If I had been skeptical, I am now completely mortified. A god, tailor made to offer a cult powers beyond their knowledge and understanding? But, mankind, trying to find a way to harvest such a enigma as the Void? I would never put it past them.
"The knife severed his name from humanity's subconscious and molded it into a mark, as he merged in part with the Void. His physical body lay trapped within the Void, as his astral projection was formed into the being you once knew as the Outsider. But, recently, he was somehow freed."

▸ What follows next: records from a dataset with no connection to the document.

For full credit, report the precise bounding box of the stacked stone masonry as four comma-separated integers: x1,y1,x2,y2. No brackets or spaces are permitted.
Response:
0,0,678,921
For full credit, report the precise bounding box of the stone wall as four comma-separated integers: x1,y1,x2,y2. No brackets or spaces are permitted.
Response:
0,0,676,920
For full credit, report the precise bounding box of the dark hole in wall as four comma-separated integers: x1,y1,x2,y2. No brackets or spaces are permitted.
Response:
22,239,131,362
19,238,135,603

I stood up, in apprehension.
"How?"
She waved her hand.
"Easy, easy there. I'm the one with the facts here."
I quickly fell quiet.
"Someone stole the ceremonial knife and somehow made their way to the ritual hold. Freedom ensued."
I lowered my head in disbelief. The Outsider – no, an Outsider – can be made, and unmade? Granny Rags hath misplaced her faith.
"But how did you…"
"I was chosen next for the role. But from your world, they chose me across the barriers between worlds. They ripped me from this world, one that has yet to learn of the Void, into theirs."
This world? Into another? Barrier between worlds? Not knowing of the Void? What did she mean?
"I thought we are in the only world. Where the Empire still stands."
She let out a shrill chuckle.
"Wrong. YOU are no longer in the Isles. You have been transversed into another world. You are now in my former world, approximately 6000 years after my ascension."